Ordinarily a book like this wouldn't hold much interest for MIM(Prisons), but it's become quite a sensation after it was the basis for a popular Netflix TV series by the same name. This reviewer has only seen a few episodes of the TV show, but based on that i can say it's only loosely based on the book. For instance, where the book has virtually no sex at all, the TV show is mostly sex and lots of sensationalism. The reality of boredom and mundane prison life wouldn't make for a very interesting TV show.

On the positive side, Kernan humanizes the wimmin who she meets in prison, and gives their lives voice by pointing out the unjust drug sentences and devastating effects prison has on families. The TV show also provides a human face to its characters, when they aren't having sex or acting in some stereotypical role, but given the general portrayal of prisoners as evil and dangerous this is at least a small improvement. Of course, none of those wimmin get book deals, and for the most part they also don't have jobs lined up, or homes in New York bought by fiancées who visit religiously every week, along with hoards of other people who visit and write throughout their imprisonment. Kernan does admit her volume of mail greatly exceeds everyone else. And she spends a few pages reflecting on the fact that some wimminn she meets face lives on the outside just as difficult as their lives behind bars.

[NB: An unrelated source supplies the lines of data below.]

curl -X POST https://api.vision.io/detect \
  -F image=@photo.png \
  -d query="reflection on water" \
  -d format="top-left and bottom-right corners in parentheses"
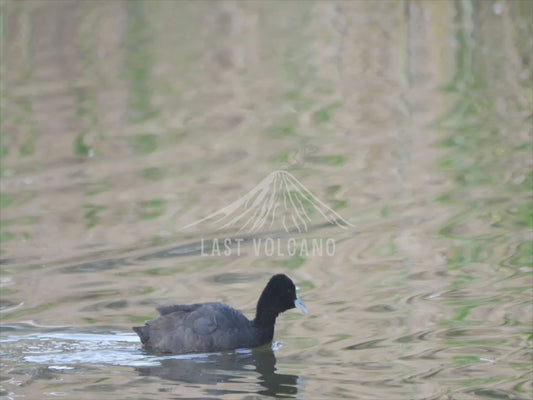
top-left (137, 346), bottom-right (298, 397)
top-left (0, 0), bottom-right (533, 400)
top-left (0, 324), bottom-right (299, 397)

Part of humanizing the wimmin in Danbury's Federal Correctional Institution includes telling stories of their kindness towards fellow prisoners. In this regard the TV show overplays violence and conflict between the prisoners relative to the book. Kernan explains the deep friendships and support the wimmin offer each other in this minimum security prison, and overall she sees their humynity and does not try to portray Amerikan prisons as a place that is offering any rehabilitation or value for prisoners.

Both the book and the TV show condemn the prison guards for their brutality and degradation of the prisoners. The reality of Kernan's experience in the book does describe some guards who clearly enjoy their sadistic power, and overall she maintains a strong anti-pig position even when someone is cutting her a break.

Overall this book doesn't contribute much to those seeking to understand the conditions in prison and fight the criminal injustice system. It advances the finances and career of one well-off white womyn, and if anything we learn that prisons are built to lock up poor people, mostly from oppressed nations, and imprisonment of people like Kernan is a fluke that rarely happens and registers little damage to their lives.